Sequential Sentence Classification in Research Papers using Cross-Domain Multi-Task Learning

This repository contains the source code for the paper

Arthur Brack, Anett Hoppe, Pascal Buschermöhle, Ralph Ewerth: Cross-Domain Multi-Task Learning for Sequential Sentence Classification in Research Papers, accepted for publication at the Joint Conference on Digital Libraries (JCDL), 2022, preprint available at: https://arxiv.org/pdf/2102.06008.pdf

Installation

Create an anaconda environment "scibert" from the file environment.yaml with the following command:

conda env create -f environment.yaml

You can activate the environment with the command "conda activate scibert"

Note: the environemnt has been created with "conda env export --no-builds > environment.yaml"

Dataset preparation

SciBERT

Download SciBERT from https://github.com/allenai/scibert (Pytorch HuggingFace, scibert-scivocab-uncased )
extract all files into the directory "bert_model/scibert_scivocab_uncased/"

Download and Conversion of corpora

PUBMED-20k and NICTA-PIBOSO

download the files from https://github.com/jind11/HSLN-Joint-Sentence-Classification/tree/master/data
put the files of Pubmed-20k into the folder "datasets/pubmed-20k"
put the files of NICTA-PIBOSO into the folder "datasets/nicta-piboso"

Dr.

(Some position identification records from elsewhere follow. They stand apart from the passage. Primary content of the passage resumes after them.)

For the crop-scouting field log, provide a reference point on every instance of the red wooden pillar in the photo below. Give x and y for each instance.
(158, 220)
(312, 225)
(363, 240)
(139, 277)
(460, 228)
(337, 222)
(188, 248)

Inventor

obtain the corpus as described in http://sempub.taln.upf.edu/dricorpus
create a folder "datasets/DRI"
convert the XML-files into a text file with convert_dri.py into the folder "datasets/DRI"

ART

download the corpus from https://www.aber.ac.uk/en/cs/research/cb/projects/art/art-corpus/
convert the XML-files into a text file with convert_dri.py into the folder "datasets/ART"

Generic dataset

compile the dataset with compile_generic_dataset.py

SciBERT tokenisation

To speed up the training we tokenize the sentences with SciBERT beforehand.

Just execute tokenize_files.py
You should get *_scibert.txt files in the resp. dataset folders

Experiments

All experiment results of a run are stored in a separate folder under "results/".
You can choose in the run scripts whether model files shall be saved.
We use simple python scripts instead of command-line arguments or shell scripts for simple customising of the training runs.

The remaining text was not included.